Question

A scientist measures the standard enthalpy change for the following reaction to be -115.5 kJ: CO(g) + Cl2(g)___COCl2(g) Based on this value and the standard enthalpies of formation for the other substances, the standard enthalpy of formation of COCl2(g) is ________ kJ/mol.

Answer 1

The standard enthalpy of formation of COCl2(g) is 115.5 kJ/mol.

Step-by-step explanation:

To determine the standard enthalpy of formation of COCl2(g), we can use the given value for the standard enthalpy change of the reaction and the standard enthalpies of formation for the other substances. The reaction is:

CO(g) + Cl2(g) → COCl2(g)

Using the standard enthalpies of formation for CO(g) and Cl2(g), which are known values, we can calculate the standard enthalpy of formation for COCl2(g) by subtracting the sum of the standard enthalpies of formation for the reactants from the sum of the standard enthalpies of formation for the products. The equation for this calculation is:

ΔH°f = ΣΔH°f(products) - ΣΔH°f(reactants)

Plugging in the values:

ΔH°f(COCl2) = ΣΔH°f(products) - ΣΔH°f(reactants)
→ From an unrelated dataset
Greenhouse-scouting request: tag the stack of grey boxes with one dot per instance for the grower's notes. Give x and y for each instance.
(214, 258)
ΔH°f(COCl2) = (0 kJ/mol) - (-115.5 kJ/mol)

ΔH°f(COCl2) = 115.5 kJ/mol

Answer 2

-226.0kJ = ΔH°f COCl₂(g)

Step-by-step explanation:

Using Hess' law, it is possible to obtain the enthalpy of formation of a substance from the enthalpy change of a reaction and the other enthalpies of formation involved in the reaction.

For the reaction:

CO(g) + Cl₂(g) → COCl₂(g)

Hess's law is:

ΔHr = -115.5kJ = ΔH°f COCl₂(g) - (ΔH°f CO(g) + ΔH°f Cl₂(g))

ΔH°f CO(g) is -110.5kJ/mol

ΔH°f Cl₂(g) is 0 kJ/mol

Replacing in Hess's law:

-115.5kJ = ΔH°f COCl₂(g) - (-110.5kJ/mol + 0kJ/mol)

-115.5kJ = ΔH°f COCl₂(g) + 110.5kJ

-226.0kJ = ΔH°f COCl₂(g)